Basilique San Giorgio Maggiore
Pour conclure ce court itinéraire vénitien à la découverte du Tintoret, il faut monter à bord d'un vaporetto et naviguer pendant quelques minutes jusqu'à l'île de S. Giorgio Maggiore. Sur ce minuscule lopin de terre se dresse la basilique du même nom, conçue par Palladio, qui conserve ce qui est probablement les dernières œuvres de l'artiste, qui peuvent être datées entre 1592 et 1594, l'année de sa mort. Sur les murs latéraux du presbytère se trouvent les deux grandes toiles avec Les Juifs dans le désert refusent la manne et surtout La Dernière Cène, la version la plus célèbre de l'épisode évangélique jamais réalisée par l'artiste. Comme il l'avait fait précédemment pour d'autres sujets, Tintoret choisit ici aussi de rompre avec la tradition en représentant la table non pas de face, mais de manière décentrée et oblique, afin de donner plus de profondeur à la scène.
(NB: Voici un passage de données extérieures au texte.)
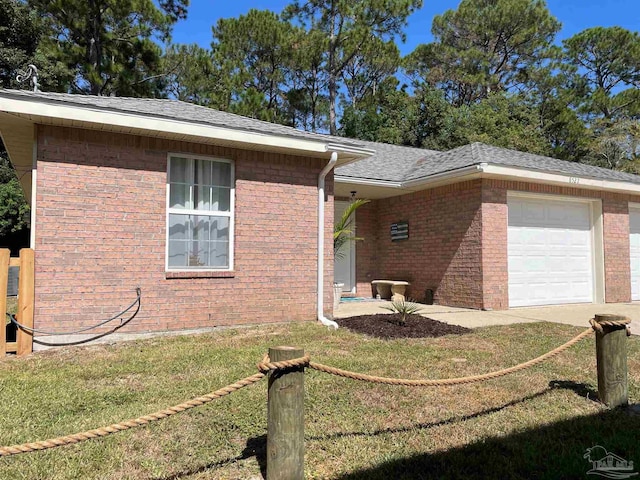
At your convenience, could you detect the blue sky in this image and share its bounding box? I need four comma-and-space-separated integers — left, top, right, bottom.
173, 0, 640, 55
Le dîner se déroule dans un contexte humble et quotidien, une taverne sombre éclairée uniquement par une lampe et par la lumière propre du Christ, peuplée de personnages humbles et de serviteurs, il y a même un chat. L'impression d'ordinaire, cependant, est contredite par la moitié supérieure du tableau, où la lumière divine est peuplée de figures angéliques transparentes, tandis que le détail de ce qui ressemble à un gâteau d'anniversaire sur la table est probablement destiné à ne pas trouver d'explication. Toujours dans la basilique, dans la chapelle dite des Morts, nous pouvons nous recueillir en méditation devant l'intense Déposition du Christ. L'œuvre a été achevée quelques mois seulement avant le décès de l'artiste, qui se représente dans le rôle du vieux Joseph d'Arimathie. Dans cette œuvre à la lumière sombre et livide, les personnages se pressent pour descendre le défunt dans le sépulcre. En arrière-plan, le corps évanoui de la Vierge s'oppose à celui sans vie du Christ dans une double diagonale qui augmente le sens de la tragédie.